Already A Classic: Maxwell Korzaniewski’s 964

Words & Photographs by Jason Morabito.

Hailing from Buffalo, NY and at only 21 years old, Maxwell Korzaniewski has traded his Wolfsburg roots for Stuttgart’s modern classic. Leaving behind his previous mk4 R32, Max has opted for yet another all wheel drive six cylinder… however this icon is worlds apart, a 1989 Porsche Carrera 4.


The Porsche 911 for the model years 1989 to 1994, designated the 964 (Porsche’s internal code name for this era 911), was developed in response to the dramatic decrease in sales of the tiring Porsche 911 3.2. In an attempt to win back the old Porsche enthusiast, Porsche realized that a completely new driving experience would have to be developed. To this end, Porsche decided to embrace the advent of a new concept that Audi had stumbled upon a few years before, all wheel drive in a sports coupe. And so was born the Carrera 4, Porsche’s first foray into a full time four wheel drive performance automobile, and the first of the 964 family.


Fast forward almost 25 years later and a lot has happened in the 964 market. In 1989, the 964 was first offered only in four-wheel drive Carrera 4 form, to showcase new technology and to prove that the 911 was a safe and surefooted car. It was well received, although some complained that it wasn’t a true 911. Whether its because of the drastic modernization of a cult classic or the handful of engineering oversights that plagued early models, the 964 became the black sheep of the air cooled 911′s – a notion that would (believe it or not) make these cars one of the most sought after generations decades later.

Let me explain; Good 964s have gotten increasingly hard to come by. As the 964 resale values dipped into economy pricing over the years, they were often not maintained correctly, driven hard and put away wet. The handful of properly maintained “clean” cars that remain have almost all been sorted, rebuilt and are now as bullet proof as they should have been from the start. However, these prime examples are now becoming needles in a haystack, thus forcing prices north… and fast. With companies like Rotiform, Singer and RWB driving a resurgence in 964 popularity among enthusiasts, properly sorted 964s are fetching nearly double what they were just a few years ago.

For max, hundreds of hours of internet detective work paid off in a huge way. Not only was Max able to source exactly what he wanted, but also for under book.  It seems Max snuck in right before the huge popularity wave, thus leaving himself a nice budget for his ultimate vision and any updating the car still needed. Max says. “I found it on AutoTrader. After speaking with the owner, I felt comfortable enough to make an offer site unseen, but the owner insisted I come see and drive the car myself. I made the trip up to Howell, Michigan and and I just fell in love. It just felt right. So after a long test drive, and a ride in the owner’s pristine 993, he accepted my offer and I picked the 964 up the following weekend.”
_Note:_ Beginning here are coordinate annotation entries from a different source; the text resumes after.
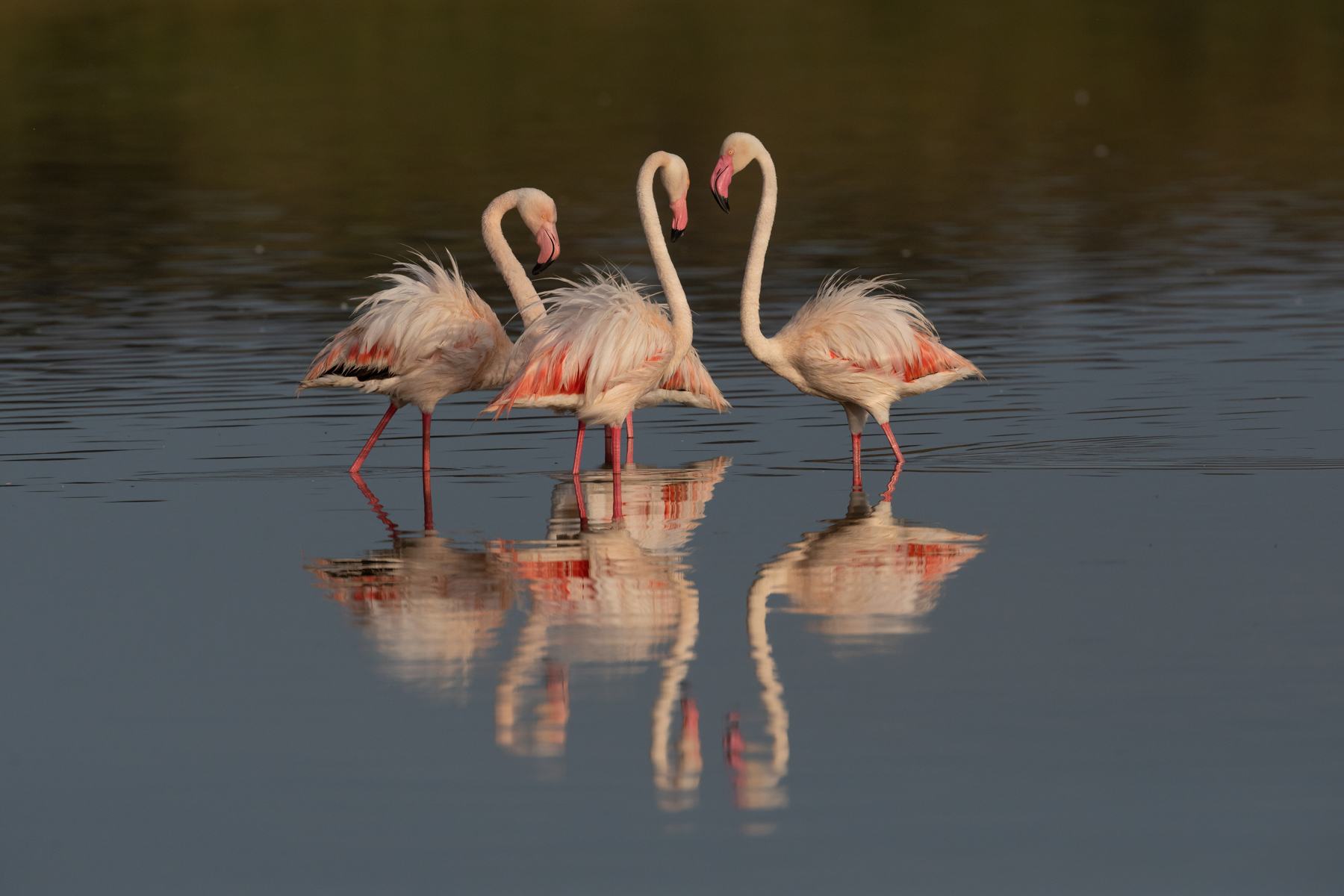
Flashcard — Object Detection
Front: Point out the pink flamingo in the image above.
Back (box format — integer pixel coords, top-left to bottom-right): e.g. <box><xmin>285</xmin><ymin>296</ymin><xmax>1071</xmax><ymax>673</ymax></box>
<box><xmin>485</xmin><ymin>152</ymin><xmax>727</xmax><ymax>517</ymax></box>
<box><xmin>709</xmin><ymin>131</ymin><xmax>983</xmax><ymax>491</ymax></box>
<box><xmin>299</xmin><ymin>187</ymin><xmax>561</xmax><ymax>483</ymax></box>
As ecstatic as Max was with the car even in stock form, we all know that it wasn’t long before the car was up on jack stands and the UPS boxes started arriving. The 964 was the first 911 that boasted conventional coil springs instead of the previous torsion bar suspension. Knowing that it’s OEM  height was unacceptable, Max placed his first call to Brian Henderson at Rotiform to get his hands on one of their custom H&R “deep” coilover kits.  Brian, with the help of AH exclusive parts and H&R springs, helped develop a kit that would not only put a 964 on its nuts, but would do so while retaining proper functionality, comfort and handling, all characteristics that no 911 owner should have to compromise. After the suspension was sorted, it came to pass that Max would also inherit a very special set of LHRs (sizes 18×8.5 and 10) from Brian, complete with “ring” miles!  Between the iconic “old school mesh” styling of the LHR and the fact that they’ve been around Nürburgring in addition to a very famous debut at Wörthersee, how could Max say no?
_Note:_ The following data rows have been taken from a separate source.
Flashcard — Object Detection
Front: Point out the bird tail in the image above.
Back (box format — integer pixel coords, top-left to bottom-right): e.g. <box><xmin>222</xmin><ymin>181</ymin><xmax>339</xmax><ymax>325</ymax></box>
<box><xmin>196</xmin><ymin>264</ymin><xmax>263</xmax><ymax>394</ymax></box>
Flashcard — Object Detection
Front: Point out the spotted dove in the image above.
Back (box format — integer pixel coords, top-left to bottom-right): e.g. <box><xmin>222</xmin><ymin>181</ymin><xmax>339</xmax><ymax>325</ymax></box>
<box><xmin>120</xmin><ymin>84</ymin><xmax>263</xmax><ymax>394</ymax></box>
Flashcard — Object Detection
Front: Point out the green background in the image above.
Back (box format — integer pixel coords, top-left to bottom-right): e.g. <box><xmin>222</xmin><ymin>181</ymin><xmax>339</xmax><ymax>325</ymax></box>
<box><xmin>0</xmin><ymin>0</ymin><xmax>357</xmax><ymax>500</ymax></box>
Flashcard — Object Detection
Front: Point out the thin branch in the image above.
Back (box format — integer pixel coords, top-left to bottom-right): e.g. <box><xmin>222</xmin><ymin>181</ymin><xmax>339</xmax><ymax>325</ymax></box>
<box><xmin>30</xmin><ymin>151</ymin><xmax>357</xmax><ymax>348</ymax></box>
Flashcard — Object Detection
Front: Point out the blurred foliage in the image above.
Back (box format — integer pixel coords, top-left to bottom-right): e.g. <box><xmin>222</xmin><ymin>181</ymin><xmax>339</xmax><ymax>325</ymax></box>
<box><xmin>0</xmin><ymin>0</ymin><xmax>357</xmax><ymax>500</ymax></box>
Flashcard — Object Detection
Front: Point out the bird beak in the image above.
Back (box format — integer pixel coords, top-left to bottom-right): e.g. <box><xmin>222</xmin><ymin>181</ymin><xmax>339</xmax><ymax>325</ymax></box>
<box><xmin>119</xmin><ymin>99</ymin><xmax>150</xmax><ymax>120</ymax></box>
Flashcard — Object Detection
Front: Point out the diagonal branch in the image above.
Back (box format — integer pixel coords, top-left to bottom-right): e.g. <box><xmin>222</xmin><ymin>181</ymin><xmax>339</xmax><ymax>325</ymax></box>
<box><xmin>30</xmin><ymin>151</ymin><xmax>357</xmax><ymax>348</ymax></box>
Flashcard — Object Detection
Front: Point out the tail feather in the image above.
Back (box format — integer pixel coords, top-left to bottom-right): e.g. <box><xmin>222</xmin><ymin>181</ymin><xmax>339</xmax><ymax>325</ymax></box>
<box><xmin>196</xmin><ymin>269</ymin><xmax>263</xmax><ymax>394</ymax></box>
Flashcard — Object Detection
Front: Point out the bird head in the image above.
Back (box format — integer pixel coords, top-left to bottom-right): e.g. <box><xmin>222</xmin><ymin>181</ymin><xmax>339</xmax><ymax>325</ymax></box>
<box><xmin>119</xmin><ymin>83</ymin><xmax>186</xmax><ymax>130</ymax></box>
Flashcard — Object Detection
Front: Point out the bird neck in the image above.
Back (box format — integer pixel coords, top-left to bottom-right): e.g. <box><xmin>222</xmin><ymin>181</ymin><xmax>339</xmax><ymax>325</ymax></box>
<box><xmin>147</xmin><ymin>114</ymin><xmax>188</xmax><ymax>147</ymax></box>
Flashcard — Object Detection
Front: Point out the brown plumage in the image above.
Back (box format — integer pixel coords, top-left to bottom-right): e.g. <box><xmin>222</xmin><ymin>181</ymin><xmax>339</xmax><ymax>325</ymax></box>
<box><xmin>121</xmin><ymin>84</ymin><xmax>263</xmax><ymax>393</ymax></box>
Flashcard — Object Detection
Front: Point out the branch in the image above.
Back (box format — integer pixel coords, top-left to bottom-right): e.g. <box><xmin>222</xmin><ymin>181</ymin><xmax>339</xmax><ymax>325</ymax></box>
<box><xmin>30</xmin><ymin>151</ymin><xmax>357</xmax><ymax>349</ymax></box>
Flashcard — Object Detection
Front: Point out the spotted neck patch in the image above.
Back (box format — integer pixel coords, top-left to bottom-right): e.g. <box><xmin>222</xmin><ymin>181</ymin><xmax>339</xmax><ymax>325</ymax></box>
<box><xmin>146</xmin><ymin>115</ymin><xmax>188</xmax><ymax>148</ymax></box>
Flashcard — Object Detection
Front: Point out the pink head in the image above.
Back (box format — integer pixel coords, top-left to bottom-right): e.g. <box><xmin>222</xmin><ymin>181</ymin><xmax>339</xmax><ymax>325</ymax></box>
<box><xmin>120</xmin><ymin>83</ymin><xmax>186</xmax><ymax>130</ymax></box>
While waiting for the wheels to arrive, Max took the time to go through the car and make sure everything was up to snuff elsewhere. This resulted in the decision to upgrade to WEVO motor mounts as well as add a Rennline carrier reinforcement. The Carrera’s 250bhp 3.6-litre flat six was then made more robust with the addition of a vertex chip making full use of the motor’s 11.3:1 compression.  The air cooled lump’s breathing was also enhanced with a K&N intake and Dansk G-Pipe. The exterior’s OG paint was then treated to a corrective polish and wax bringing it back to showroom luster, while the headlights were updated to H4′s and the faded tails were repainted in translucent candy red. With the car sitting proper, purring right and having has all the trim shined up, Max turned his attention to the cockpit. With the addtion of a MOMO competition wheel and hub and a DAS sport Half cage painted to match the wheels (not pictured), the minimal track inspired interior now fully fits the part.



After its mass appeal at both at this past H2Oi and First Class Fitment, the car is once again parked away for another round of upgrades while Western New York’s infamous winter rolls on through . I for one can’t wait to see what Max has in store for this coming season, but with the amount of love he has already shown for this once outcast 911, I’m sure the next chapter will be one to equally impress.